I just got home from seeing the movie The Help with some girlfriends.  This actually has nothing to do with the movie (which was really good and I highly recommend it!) but it just got me thinking...what will the movies 50 years from now reveal about our lives?  What things accepted as "normal" in society now will seem horrendous to our grandchildren? 

The Help (based on a book by the same title) is about black maids telling their stories about working for white southern women.  Treating someone like a servant (or slave) is totally foreign to me, but I can't help but wonder what I would really think if I had been raised that way.  I would never treat someone as less than an equal, would I?  Do I treat all my neighbors on this planet the way I would like to be treated?  It's appalling to look back into history to see how (some) white people treated (some) black people.  It feels like slavery and segregation are some archaic mistakes that don't affect us anymore, but the sad truth is that it is all relatively recent history!  Even more sad, slavery isn't dead.  It just has a different face.

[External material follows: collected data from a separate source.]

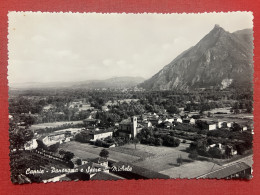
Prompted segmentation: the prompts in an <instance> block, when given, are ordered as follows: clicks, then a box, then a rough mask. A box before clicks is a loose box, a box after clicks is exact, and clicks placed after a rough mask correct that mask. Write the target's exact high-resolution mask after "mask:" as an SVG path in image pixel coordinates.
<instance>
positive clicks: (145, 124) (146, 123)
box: [141, 121, 152, 128]
mask: <svg viewBox="0 0 260 195" xmlns="http://www.w3.org/2000/svg"><path fill="white" fill-rule="evenodd" d="M141 124H142V125H143V127H146V128H149V127H152V123H151V122H150V121H143V122H142V123H141Z"/></svg>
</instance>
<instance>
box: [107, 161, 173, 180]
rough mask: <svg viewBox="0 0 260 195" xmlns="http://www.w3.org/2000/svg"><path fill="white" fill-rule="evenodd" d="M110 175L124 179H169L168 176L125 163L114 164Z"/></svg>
mask: <svg viewBox="0 0 260 195" xmlns="http://www.w3.org/2000/svg"><path fill="white" fill-rule="evenodd" d="M111 173H113V174H115V175H118V176H120V177H123V178H126V179H170V177H169V176H168V175H164V174H162V173H158V172H155V171H153V170H150V169H145V168H143V167H139V166H136V165H133V164H131V163H126V162H116V163H114V164H113V166H112V167H111Z"/></svg>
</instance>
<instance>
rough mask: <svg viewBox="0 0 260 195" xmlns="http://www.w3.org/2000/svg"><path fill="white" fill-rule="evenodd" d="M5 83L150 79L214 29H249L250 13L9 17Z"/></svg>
mask: <svg viewBox="0 0 260 195" xmlns="http://www.w3.org/2000/svg"><path fill="white" fill-rule="evenodd" d="M8 19H9V26H8V32H9V34H8V41H9V43H8V51H9V53H8V54H9V60H8V80H9V84H12V83H15V84H16V83H26V82H44V83H45V82H76V81H85V80H93V79H98V80H99V79H107V78H112V77H121V76H138V77H143V78H145V79H148V78H150V77H151V76H153V75H154V74H156V73H157V72H158V71H159V70H161V69H162V68H163V67H164V66H165V65H167V64H169V63H170V62H171V61H172V60H173V59H174V58H175V57H177V56H178V55H179V54H180V53H181V52H183V51H185V50H187V49H189V48H190V47H191V46H194V45H195V44H196V43H197V42H199V40H201V39H202V38H203V37H204V36H205V35H206V34H207V33H209V32H210V31H211V30H212V29H213V28H214V26H215V24H218V25H220V26H221V27H222V28H224V29H225V30H226V31H229V32H234V31H237V30H241V29H245V28H253V15H252V13H251V12H229V13H203V14H146V13H145V14H116V13H114V14H98V13H42V12H9V14H8Z"/></svg>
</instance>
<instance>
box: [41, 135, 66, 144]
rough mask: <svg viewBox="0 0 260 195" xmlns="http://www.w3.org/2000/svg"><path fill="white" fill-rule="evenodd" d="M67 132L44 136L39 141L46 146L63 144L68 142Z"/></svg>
mask: <svg viewBox="0 0 260 195" xmlns="http://www.w3.org/2000/svg"><path fill="white" fill-rule="evenodd" d="M65 134H66V133H65V132H54V133H51V134H49V135H47V136H42V137H40V138H39V139H38V140H39V141H42V142H43V143H44V144H45V145H46V146H50V145H53V144H56V143H63V142H64V141H65V140H66V135H65Z"/></svg>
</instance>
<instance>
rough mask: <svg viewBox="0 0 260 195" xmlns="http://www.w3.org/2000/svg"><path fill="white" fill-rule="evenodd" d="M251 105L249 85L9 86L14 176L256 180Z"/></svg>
mask: <svg viewBox="0 0 260 195" xmlns="http://www.w3.org/2000/svg"><path fill="white" fill-rule="evenodd" d="M252 102H253V97H252V92H251V91H248V90H242V89H241V90H239V91H238V90H234V89H226V90H222V89H218V90H216V89H214V90H213V89H200V90H196V91H189V92H183V91H177V90H175V91H166V90H165V91H147V90H144V89H142V88H137V87H134V88H124V89H104V88H101V89H93V90H85V89H46V90H43V89H33V90H10V97H9V113H10V114H9V123H10V129H9V134H10V159H11V162H10V166H11V179H12V181H13V182H14V183H31V182H50V181H70V180H120V179H154V178H157V179H168V178H219V179H221V178H226V179H231V178H244V179H250V178H251V169H252V154H253V153H252V141H253V114H252V113H253V105H252ZM33 170H40V171H38V172H37V171H33ZM53 170H55V171H53ZM43 172H44V174H43Z"/></svg>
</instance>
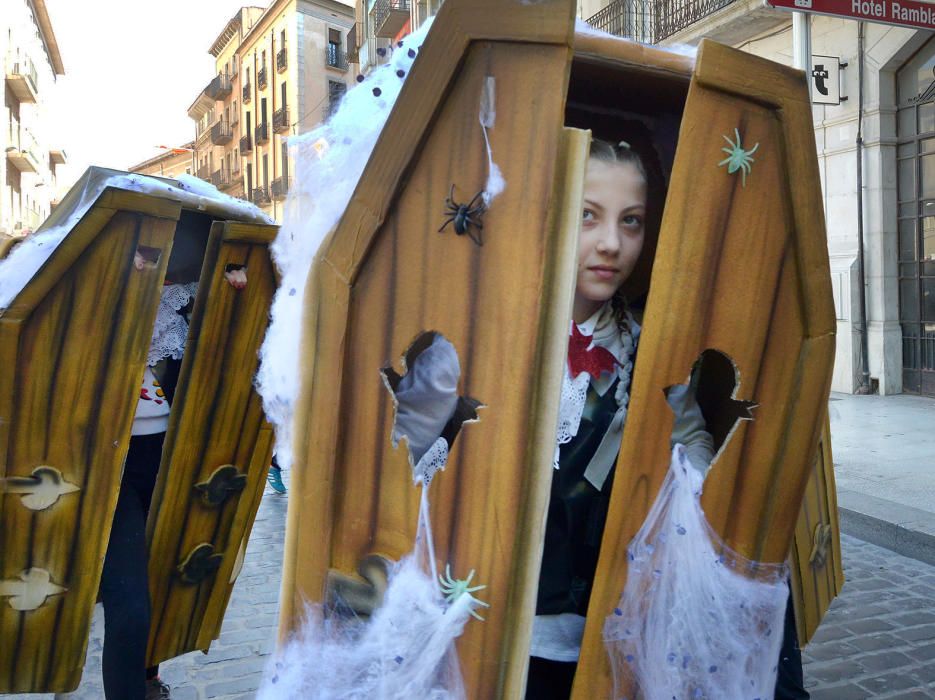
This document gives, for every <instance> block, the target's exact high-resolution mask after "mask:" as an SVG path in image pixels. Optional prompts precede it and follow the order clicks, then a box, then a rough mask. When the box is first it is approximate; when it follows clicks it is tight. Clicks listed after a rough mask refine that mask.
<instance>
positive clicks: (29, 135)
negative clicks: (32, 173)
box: [6, 125, 39, 173]
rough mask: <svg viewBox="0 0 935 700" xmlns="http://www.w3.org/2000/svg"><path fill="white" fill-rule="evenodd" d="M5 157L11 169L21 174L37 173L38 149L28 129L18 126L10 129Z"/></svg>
mask: <svg viewBox="0 0 935 700" xmlns="http://www.w3.org/2000/svg"><path fill="white" fill-rule="evenodd" d="M6 155H7V159H8V160H9V161H10V163H11V164H12V165H13V167H14V168H16V169H17V170H19V171H20V172H21V173H38V172H39V148H38V147H37V146H36V141H35V139H33V137H32V134H30V133H29V130H28V129H25V128H21V127H19V126H18V125H15V126H13V127H12V129H11V132H10V145H9V146H7V149H6Z"/></svg>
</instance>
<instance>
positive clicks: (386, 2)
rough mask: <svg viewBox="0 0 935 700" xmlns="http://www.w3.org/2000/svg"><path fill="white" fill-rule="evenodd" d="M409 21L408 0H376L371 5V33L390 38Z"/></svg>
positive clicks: (408, 2)
mask: <svg viewBox="0 0 935 700" xmlns="http://www.w3.org/2000/svg"><path fill="white" fill-rule="evenodd" d="M407 21H409V0H377V1H376V3H374V5H373V35H374V36H376V37H380V38H383V39H392V38H394V37H395V36H396V35H397V34H399V32H400V31H402V28H403V27H404V26H405V25H406V22H407Z"/></svg>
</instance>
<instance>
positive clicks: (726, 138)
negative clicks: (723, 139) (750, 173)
mask: <svg viewBox="0 0 935 700" xmlns="http://www.w3.org/2000/svg"><path fill="white" fill-rule="evenodd" d="M734 135H735V136H736V137H737V142H736V143H734V142H733V141H731V140H730V139H729V138H728V137H727V136H724V140H725V141H727V143H728V144H729V145H730V148H726V147H725V148H722V149H721V150H722V151H724V153H726V154H727V158H725V159H724V160H722V161H721V162H720V163H718V167H721V166H722V165H726V166H727V172H728V174H733V173H735V172H737V171H738V170H739V171H740V181H741V185H742V186H743V187H746V186H747V173H749V172H750V169H751V168H752V167H753V166H752V165H751V163H753V154H754V153H755V152H756V149H758V148H759V147H760V144H759V143H757V144H756V145H755V146H754V147H753V148H751V149H750V150H749V151H745V150H743V145H742V144H741V143H740V132H739V131H738V130H737V129H736V128H735V129H734Z"/></svg>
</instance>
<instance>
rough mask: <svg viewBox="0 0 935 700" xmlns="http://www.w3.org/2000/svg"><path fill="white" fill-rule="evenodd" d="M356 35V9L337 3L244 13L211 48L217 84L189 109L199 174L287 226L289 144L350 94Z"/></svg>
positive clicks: (230, 20)
mask: <svg viewBox="0 0 935 700" xmlns="http://www.w3.org/2000/svg"><path fill="white" fill-rule="evenodd" d="M353 28H354V15H353V8H352V7H351V5H350V4H347V3H344V2H340V1H339V0H275V1H274V2H273V3H272V4H271V5H270V6H269V7H267V8H265V9H264V8H261V7H244V8H242V9H241V10H240V11H239V12H238V13H237V15H235V16H234V17H233V18H232V19H231V20H230V22H228V24H227V25H226V26H225V28H224V30H223V31H222V32H221V34H220V35H219V36H218V38H217V39H216V40H215V42H214V43H213V44H212V46H211V48H210V53H211V54H212V55H213V56H214V57H215V59H216V67H217V76H216V77H214V78H212V79H211V81H210V82H209V83H208V85H207V86H206V87H205V89H204V90H202V91H201V93H200V94H199V95H198V97H197V98H196V99H195V101H194V103H192V105H191V107H189V110H188V115H189V117H191V118H192V119H193V120H194V121H195V125H196V126H195V140H194V158H193V162H194V168H195V170H194V172H195V174H196V175H197V176H198V177H201V178H203V179H205V180H208V181H209V182H212V183H213V184H214V185H215V186H217V187H218V188H219V189H220V190H222V191H225V192H227V193H228V194H231V195H233V196H235V197H241V198H243V199H247V200H249V201H252V202H253V203H255V204H256V205H257V206H259V207H260V208H261V209H263V210H264V211H265V212H266V213H268V214H269V215H270V216H272V217H273V218H274V219H276V220H277V221H281V220H282V213H283V202H284V200H285V197H286V194H287V192H288V191H289V183H290V181H291V177H292V168H291V167H290V163H289V149H288V147H287V145H286V140H287V138H288V137H289V136H294V135H296V134H301V133H303V132H306V131H308V130H310V129H312V128H313V127H314V126H316V125H317V124H318V123H320V122H321V121H322V120H323V119H325V118H326V117H327V116H328V115H329V114H330V112H331V110H332V109H334V107H335V106H336V105H337V103H338V101H339V100H340V99H341V97H342V96H343V95H344V93H345V91H346V90H347V86H348V84H349V82H350V77H349V76H350V74H351V73H350V64H349V63H348V55H347V48H348V43H347V42H348V34H349V33H351V31H352V30H353Z"/></svg>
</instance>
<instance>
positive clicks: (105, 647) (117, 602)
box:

I'm thinking about all the plastic crap that is made in China.  (I'm also thinking about all the other disgusting faces of current slavery that will haunt me if I spend too much time thinking about them.)  So, I'm going to stick to slavery I support, however reluctantly.  Buying cheap things made in cheap factories for cheap prices isn't worth the money "saved".  There are SOULS working in factories, getting grossly underpaid and overworked just to save us a dime.  When I take a moment to think about WHO made the majority of the THINGS I'd like to buy....well, I realize I want less.  I'll be honest, this is hard.  I like stuff and I don't have a lot of money.  I probably will get my kids a Happy Meal toy here and there.  The computer I'm typing on now was probably pieced together by starving children for all I know.  I would have to go without a lot of stuff if I truly wanted to avoid supporting slavery.  How do I find balance in this?  If I buy Fair Trade the rest of my life, will that even make a difference?

I don't have the answers.  And this is only one example.
It's much easier to judge the cruelty of past generations.